I was an adult the first time I saw this picture. I'm not sure why Mom and Dad had it stored away. I love this picture of them. I'm not positive, but I believe it was their wedding picture. That's the date that's on the back of it.
Mom was the oldest of three children. Dad was the middle child of three children. Together they produced six children.
The following is based on the records I've found while picking up Mom's torch and carrying on what she started with genealogy.
One side of Mom's family tended to wander. Another side of her family appeared to find the promised land fairly early and settled there becoming part of their respective communities. On the side of the wandering family that Mom came from in more recent generations many of them did stay in the communities where they were born, married within the same community, raised their families there and died there. So, I'm not sure why there was so much wandering in the earlier generations. Perhaps they were searching for that place where they could make a better life for themselves and their families. Maybe they liked the idea of seeing so much of this big new country.
I doubt if I'll ever know the answer to those questions. Mom was born in Jewell County, Kansas. She died in Mitchell County, Kansas, an adjoining county to where she was born. But she didn't live her life in just those two counties. As a child I know they lived in various parts of Kansas, but always coming back to Jewell County. At one point, they moved to Idaho for a year at most. But they came back to Jewell County. She went to high school at a little country school until that high school was closed. Then the family must have moved to Beloit or close to Beloit, because she graduated from Beloit High School.
Less than a year after she graduated high school, she married Dad.
Let's back up a minute though.
Who was Dad? I know who he was as my dad. But what made him who he was?
Let's go back even one more generation. His dad was the oldest living child of his parents. My grandfather was born in October of 1899. Before he was born, his parents had had another child who was born 2 Dec 1898 and died 28 Dec 1898. The grave only states Infant Birdsell. I don't know if anyone knows if that baby was a little boy or little girl.
In October of 1899, Oscar and Mary welcomed my grandfather into their lives. Two and half years later, they welcomed a sister, and two years after that another brother and then in 1911 they welcomed the baby of the family. Their life was good. Until 16 April 1912 when Oscar lost his wife and the four children lost their mother. In October 1912, Oscar lost his own mother. He had four children to raise on his own. Oscar didn't remarry. I don't know who helped him raise his four kids. Other than I know Leona, the little girl born in 1902 quit school to help take care of her brothers. I hope my grandfather also helped raise his two little brothers.
I do know my grandfather hit his teen years without a mother.
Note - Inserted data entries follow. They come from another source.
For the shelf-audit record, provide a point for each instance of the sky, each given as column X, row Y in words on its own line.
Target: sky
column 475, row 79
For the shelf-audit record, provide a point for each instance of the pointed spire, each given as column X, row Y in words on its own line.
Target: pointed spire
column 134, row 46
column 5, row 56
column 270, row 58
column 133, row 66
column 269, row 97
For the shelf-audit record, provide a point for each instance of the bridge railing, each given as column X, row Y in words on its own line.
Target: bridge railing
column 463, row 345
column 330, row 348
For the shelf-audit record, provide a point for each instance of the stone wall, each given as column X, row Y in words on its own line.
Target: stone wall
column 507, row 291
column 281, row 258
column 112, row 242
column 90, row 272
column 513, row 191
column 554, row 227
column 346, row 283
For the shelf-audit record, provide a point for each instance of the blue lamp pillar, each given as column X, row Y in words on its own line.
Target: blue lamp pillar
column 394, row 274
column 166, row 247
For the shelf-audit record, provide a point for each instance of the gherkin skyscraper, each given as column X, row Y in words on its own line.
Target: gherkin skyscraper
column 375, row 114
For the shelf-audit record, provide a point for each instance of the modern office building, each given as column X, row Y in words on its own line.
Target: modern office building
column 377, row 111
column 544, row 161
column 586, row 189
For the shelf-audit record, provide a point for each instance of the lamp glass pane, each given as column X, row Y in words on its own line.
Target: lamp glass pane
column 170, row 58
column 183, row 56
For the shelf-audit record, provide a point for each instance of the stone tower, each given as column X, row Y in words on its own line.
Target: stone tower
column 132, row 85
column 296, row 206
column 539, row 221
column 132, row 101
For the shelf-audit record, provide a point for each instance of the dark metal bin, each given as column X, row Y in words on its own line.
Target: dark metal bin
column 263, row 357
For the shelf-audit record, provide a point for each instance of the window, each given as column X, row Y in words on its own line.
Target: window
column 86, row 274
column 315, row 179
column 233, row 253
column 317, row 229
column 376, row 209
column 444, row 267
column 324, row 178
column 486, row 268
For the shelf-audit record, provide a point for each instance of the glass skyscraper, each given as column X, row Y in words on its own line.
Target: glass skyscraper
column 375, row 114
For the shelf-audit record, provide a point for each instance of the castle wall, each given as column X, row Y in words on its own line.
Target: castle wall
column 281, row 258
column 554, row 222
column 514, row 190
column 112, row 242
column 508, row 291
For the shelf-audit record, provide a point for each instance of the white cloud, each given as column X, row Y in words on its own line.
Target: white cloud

Then on 31 October 1922 he married my grandmother. In August of 1923 they had their first child. A girl. In June of 1925 my dad was born. On the first day of October in 1927 they welcomed my uncle into their family. By all accounts, it was a happy family. Then, my grandmother was pregnant again, in 1929. This is not based on fact, but family stories. She wanted to go to the doctor. The story I heard was that my grandfather didn't think she needed a doctor. Whatever the case, whether it was because my grandmother wasn't allowed to go to see the doctor or if it was complications from child birth, my grandmother died 15 November 1929. Since there is no record of an infant, I suspect it was prior to attempting to deliver her unborn child.
My dad was four years old when he lost his mother.
Just like Oscar, Roscoe never remarried. He had three children to raise on his own. This is where things did change for my dad and his siblings. My grandmother's parents saw a need. In 1930, they moved in with their son-in-law and three grandchildren and helped raise them.
I know that my dad and his siblings felt like they'd lost more than grandparents when George and Addie passed away.
I wish I'd been wiser so I could have learned more about George and Addie. I do know that whenever anyone asked questions about their mother, my grandmother, the questions were usually met with silence. So, we stopped asking.
Anyway, Dad was the second generation to be raised motherless.
So, what dreams did he have when he married Mom? On that last day of the year in 1945 when he married Mom was he terrified that he'd end up with a third generation of motherless children? If he had those fears, did he ever share them with Mom?
All I know, because Mom told me this one time when I was mad at Dad, that there was nothing he wouldn't do for his children. Then she gave me examples of sacrifices he made for his children.
For the rest of his life, I watched him. A lot of times while I was in different parts of the country, but I watched and admitted time after time, Mom was right. Dad's, and her life, were for their children and later their grandchildren.
Many people talk about the importance of family. But the picture above is a wonderful example of two people who didn't talk about the importance of family, but lived their lives for their family. Young and old.
Mom and Dad left us so many legacies. The land that has been passed down from generation to generation to generation. The genealogy that goes back multiple generations so we'll know where we came from and the struggles our ancestors had to get us where we are today. But the most important legacy they left us was their living example of how to love your family.